Sparse Llama by Neural Magic, Cerebras and IST Austria

Sparse Llama: 70% Smaller, 3x Faster, Full Accuracy

3 min readMay 16, 2024

source: https://huggingface.co/papers/2405.03594

Introduction

Large language models (LLMs) are complex due to the high dimensionality of language data. Pruning, a technique to reduce model size by removing weights, disrupts the delicate relationships between these parameters in LLMs. This leads to significant accuracy loss, especially in tasks like chat and coding.

Neural Magic, Cerebras Systems and IST Austria came up with this new revolutionary approach called “Sparse fine tuning” which overcomes the limitations of the previous various pruning techniques.

The Recipe:

source: Introducing Sparse Llama: 70% Smaller, 3x Faster, Full Accuracy — Cerebras

Step 1: Sparse Pretraining

They use a technique called SparseGPT to remove unimportant parts of the model. For a 50% reduction, they remove half the model’s components uniformly across all layers.

To achieve 70% reduction, they do it in two steps:
A. Train the model with 50% reduction first.
B. Remove even more components (to reach 70% total reduction) and then continue training while keeping the removed parts inactive.
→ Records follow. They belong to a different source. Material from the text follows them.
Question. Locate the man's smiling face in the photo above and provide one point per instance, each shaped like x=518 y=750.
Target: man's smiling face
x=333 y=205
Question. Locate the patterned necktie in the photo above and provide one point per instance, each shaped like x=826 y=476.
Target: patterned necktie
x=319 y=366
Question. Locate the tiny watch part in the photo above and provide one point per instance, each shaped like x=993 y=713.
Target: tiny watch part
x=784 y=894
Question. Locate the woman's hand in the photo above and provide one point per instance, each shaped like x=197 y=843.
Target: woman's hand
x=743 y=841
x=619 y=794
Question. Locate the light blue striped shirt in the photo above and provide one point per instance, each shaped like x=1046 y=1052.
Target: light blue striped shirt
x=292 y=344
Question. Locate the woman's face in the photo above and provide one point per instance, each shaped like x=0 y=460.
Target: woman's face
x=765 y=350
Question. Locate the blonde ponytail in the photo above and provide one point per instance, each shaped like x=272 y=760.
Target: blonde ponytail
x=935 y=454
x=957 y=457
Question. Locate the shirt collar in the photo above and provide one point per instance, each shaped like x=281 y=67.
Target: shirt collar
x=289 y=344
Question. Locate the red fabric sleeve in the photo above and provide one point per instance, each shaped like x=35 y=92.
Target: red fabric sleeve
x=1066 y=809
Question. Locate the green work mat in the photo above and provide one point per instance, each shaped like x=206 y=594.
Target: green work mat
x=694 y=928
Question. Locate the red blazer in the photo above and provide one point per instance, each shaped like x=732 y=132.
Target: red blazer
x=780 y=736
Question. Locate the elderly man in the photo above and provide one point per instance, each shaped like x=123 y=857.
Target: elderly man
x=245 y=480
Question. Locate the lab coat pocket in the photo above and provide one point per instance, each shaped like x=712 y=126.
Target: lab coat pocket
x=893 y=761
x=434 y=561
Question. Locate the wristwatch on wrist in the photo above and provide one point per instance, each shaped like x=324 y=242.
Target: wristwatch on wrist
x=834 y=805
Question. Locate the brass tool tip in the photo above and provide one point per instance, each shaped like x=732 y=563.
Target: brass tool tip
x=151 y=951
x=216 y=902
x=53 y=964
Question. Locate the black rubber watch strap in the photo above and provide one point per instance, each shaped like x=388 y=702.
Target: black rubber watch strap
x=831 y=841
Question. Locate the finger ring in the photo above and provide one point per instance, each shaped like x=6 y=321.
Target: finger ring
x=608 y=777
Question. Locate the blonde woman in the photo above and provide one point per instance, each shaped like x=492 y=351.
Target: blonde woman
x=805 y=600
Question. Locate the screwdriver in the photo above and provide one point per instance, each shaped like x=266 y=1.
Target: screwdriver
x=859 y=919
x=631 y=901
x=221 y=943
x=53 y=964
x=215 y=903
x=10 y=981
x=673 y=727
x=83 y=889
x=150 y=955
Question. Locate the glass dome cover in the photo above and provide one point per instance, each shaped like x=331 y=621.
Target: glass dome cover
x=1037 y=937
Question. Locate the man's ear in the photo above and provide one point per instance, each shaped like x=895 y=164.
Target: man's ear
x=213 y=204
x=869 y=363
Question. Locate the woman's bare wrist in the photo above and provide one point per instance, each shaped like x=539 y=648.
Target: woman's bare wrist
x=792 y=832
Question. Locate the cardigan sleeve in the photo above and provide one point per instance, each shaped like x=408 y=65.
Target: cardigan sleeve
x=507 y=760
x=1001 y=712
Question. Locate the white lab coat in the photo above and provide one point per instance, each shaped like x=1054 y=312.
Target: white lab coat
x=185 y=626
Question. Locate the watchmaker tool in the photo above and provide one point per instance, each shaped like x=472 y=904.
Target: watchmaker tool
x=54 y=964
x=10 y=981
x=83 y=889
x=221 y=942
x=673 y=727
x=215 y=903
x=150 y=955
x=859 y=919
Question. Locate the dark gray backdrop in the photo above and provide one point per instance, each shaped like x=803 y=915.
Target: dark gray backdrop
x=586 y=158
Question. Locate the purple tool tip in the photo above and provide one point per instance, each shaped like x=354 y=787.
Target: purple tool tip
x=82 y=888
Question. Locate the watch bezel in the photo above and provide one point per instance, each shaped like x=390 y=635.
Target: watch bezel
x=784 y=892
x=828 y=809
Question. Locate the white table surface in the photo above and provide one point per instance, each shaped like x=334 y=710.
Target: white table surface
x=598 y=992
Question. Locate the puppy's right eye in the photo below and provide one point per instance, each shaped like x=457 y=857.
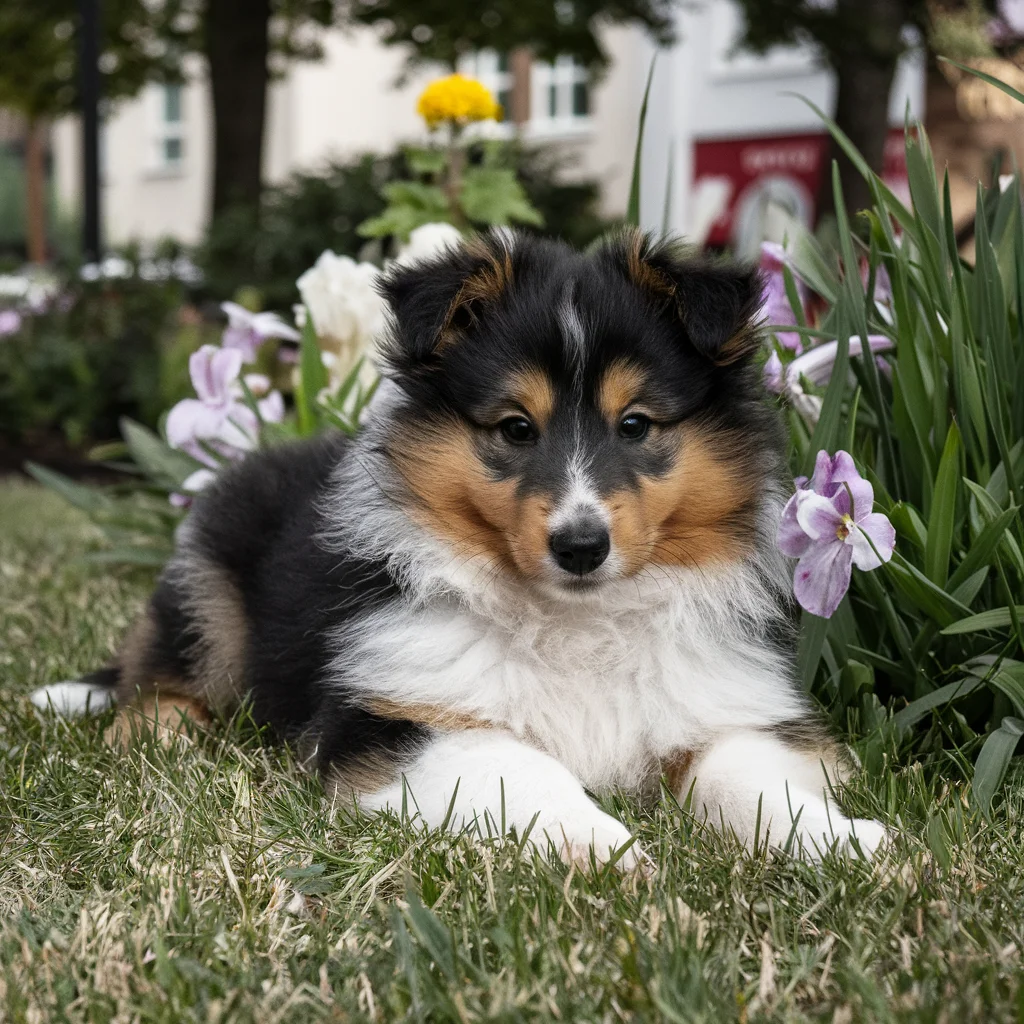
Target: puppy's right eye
x=517 y=430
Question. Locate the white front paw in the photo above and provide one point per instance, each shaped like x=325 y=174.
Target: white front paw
x=580 y=835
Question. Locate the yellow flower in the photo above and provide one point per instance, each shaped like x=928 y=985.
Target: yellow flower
x=457 y=98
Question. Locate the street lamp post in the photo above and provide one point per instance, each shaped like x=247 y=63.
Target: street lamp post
x=89 y=92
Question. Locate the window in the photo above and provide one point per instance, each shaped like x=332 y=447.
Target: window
x=169 y=142
x=493 y=70
x=560 y=93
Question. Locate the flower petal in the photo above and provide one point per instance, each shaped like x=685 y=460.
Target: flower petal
x=817 y=516
x=271 y=409
x=774 y=375
x=190 y=419
x=793 y=542
x=822 y=578
x=872 y=541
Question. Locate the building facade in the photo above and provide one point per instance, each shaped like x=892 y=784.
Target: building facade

They freeze the inactive parts and enforce this sparsity throughout training to maintain the reduced size as shown in the following algorithm.

Dataset mix:

The authors chose the SlimPajama dataset and the Python subset of The Stack for pretraining their sparse models due to the filtered nature of these datasets. This filtering ensures a high proportion of high-quality tokens in the training data

Step 2: Sparse Fine-tuning

The authors built upon the SquareHead distillation approach by integrating it with their pre-trained sparse models. This integration enabled sparse fine-tuning with per-layer distillation. This combination was crucial for the models to achieve high accuracy on complex tasks, especially at higher sparsity levels. Additionally, at lower sparsity levels, the combination of sparse models and distillation was found to recover even higher accuracy than the baseline for simpler tasks

Results

Sparse Llama-2 7B Performance from Sparse pretraining

50% Sparsity: The researchers achieved 96.1% recovery of Llama Evaluation metrics with sparse pretraining.
70% Sparsity: Sparse pretraining methodology enables a notable 91.8% recovery of Llama Evaluation Metrics.

Sparse Llama-2 7B Performance from Sparse finetuning

Sparse pretrained models consistently achieved close to full recovery at both 50% and 70% sparsity across tasks. This matches or surpasses the accuracy of models created through pruning during fine-tuning.